Os amigos saem do bar e vão para a pousada, a noite tinha sido intensa e tudo que todos queriam eram dormir e esquecer dos acontecimentos.
Alguém observava Karen enquanto ela dormia a porta do quarto havia sido aberta de maneira silenciosa para que a garota não acordasse. Karen dormia profundamente. Ela tinha exagerado mesmo na bebida e seu corpo cobrava uma boa noite de sono para que ela se recuperasse.
O indivíduo se aproximou dela e começou a passear uma lamina em seus cabelos. Ela se vira ficando de lado e se cobre até os ombros. Seus longos cabelos ficam livres no travesseiro, o que facilita a ação do indivíduo.
Karen ouve seu nome ser sussurrado pelo indivíduo.
– Hum... Mais alguns minutos... — Ela resmunga ainda dormindo.
O indivíduo volta a chamá-la, o quarto estava escuro não se podia vê-lo de maneira minuciosa.
Que droga! — Ela abre os olhos e vê uma sombra parada na frente dela. — Que foi? — Ela se senta na cama e tateia a cômoda para acender o abajur.
O indivíduo se afasta e vai indo em direção a porta sabendo que seria seguido.
Karen se levanta e vai atrás dele.
– Espera. — Ela pega uma blusa de frio e veste.
O indivíduo sai pelo corredor, estava todo de preto e encapuzado também. Parece ter um uniforme específico.
– Ta precisando de cor nessa roupa aí. — Karen segue ele. — Espera! Pra que a fantasia?
Ele se virou e subiu as escadas para o segundo andar, Karen perdeu ele de vista quando a escada se encurvou para dar segmento até o andar de cima.
Karen acaba indo na direção contrária do indivíduo.
– Droga. — Ela caminha pelo corredor olhando para os lados a procura do indivíduo.

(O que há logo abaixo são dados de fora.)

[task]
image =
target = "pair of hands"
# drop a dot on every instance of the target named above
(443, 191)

Ela acaba ouvindo um barulho de janela se abrindo que vinha das sacadas, estas ficavam em frente a escadaria que vinha do andar de baixo.
– Ta me fazendo de palhaça. — Karen desce as escadas e vai até onde o barulho vinha.

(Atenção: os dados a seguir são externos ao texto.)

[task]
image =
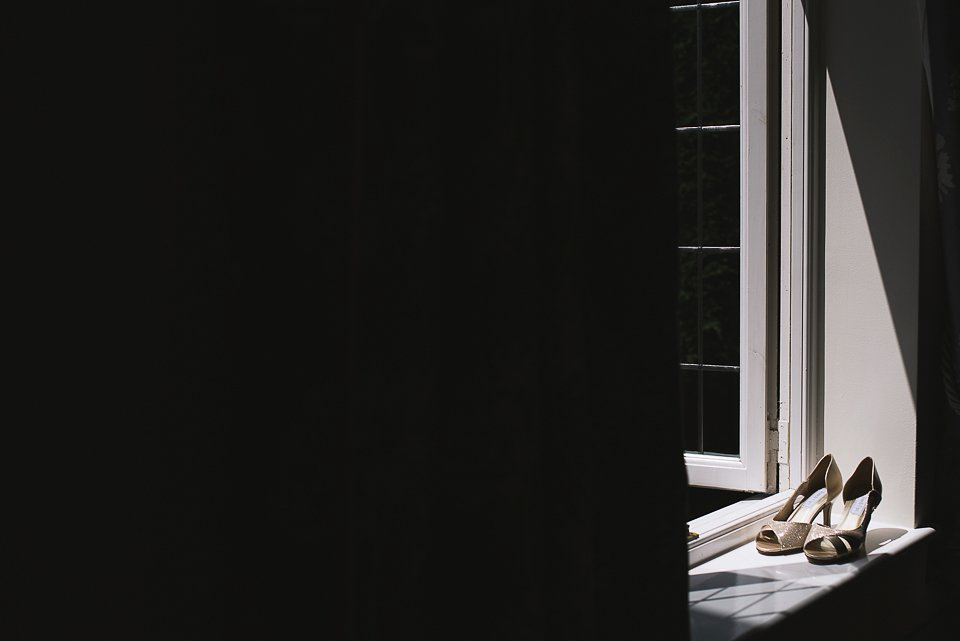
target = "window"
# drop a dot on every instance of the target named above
(721, 95)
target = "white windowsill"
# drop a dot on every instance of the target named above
(730, 526)
(743, 591)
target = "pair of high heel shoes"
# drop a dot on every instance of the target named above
(793, 529)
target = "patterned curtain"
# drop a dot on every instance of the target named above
(940, 22)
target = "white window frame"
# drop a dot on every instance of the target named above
(749, 470)
(795, 437)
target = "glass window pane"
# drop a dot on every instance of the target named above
(690, 409)
(687, 307)
(687, 187)
(721, 188)
(720, 65)
(685, 67)
(721, 413)
(721, 308)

A janela estava aberta e o vento balançava a cortina. O indivíduo parecia estar lá.
Karen caminha até a janela, ela cruza os braços e passa as mãos pelos braços para se aquecer.
– Ta, pode parar de pique esconde. Cadê você?
O indivíduo agarrou ela por trás e tampou sua boca. Ao passar pela janela, ele a colocou a beira da sacada, inclinando ela contra o batente.
Karen tenta falar, mas não consegue. Ela abre a boca e morde a mão dele.
– Me solta!
A pessoa com raiva a empurra, rumo ao chão lá em baixo. Karen tenta segurar no indivíduo mais não consegue. Ela despenca da sacada e ao cair no chão, a ultima coisa que ela escuta é o barulho da sua cabeça contra as pedras. Ela está morta.
O indivíduo desce correndo e ao ver Karen morta ele sorri. “Menos uma.” Ele pensa e passa mão pelos olhos da garota para fecha-los. Ele a pega no colo e vai para mata levando o corpo consigo.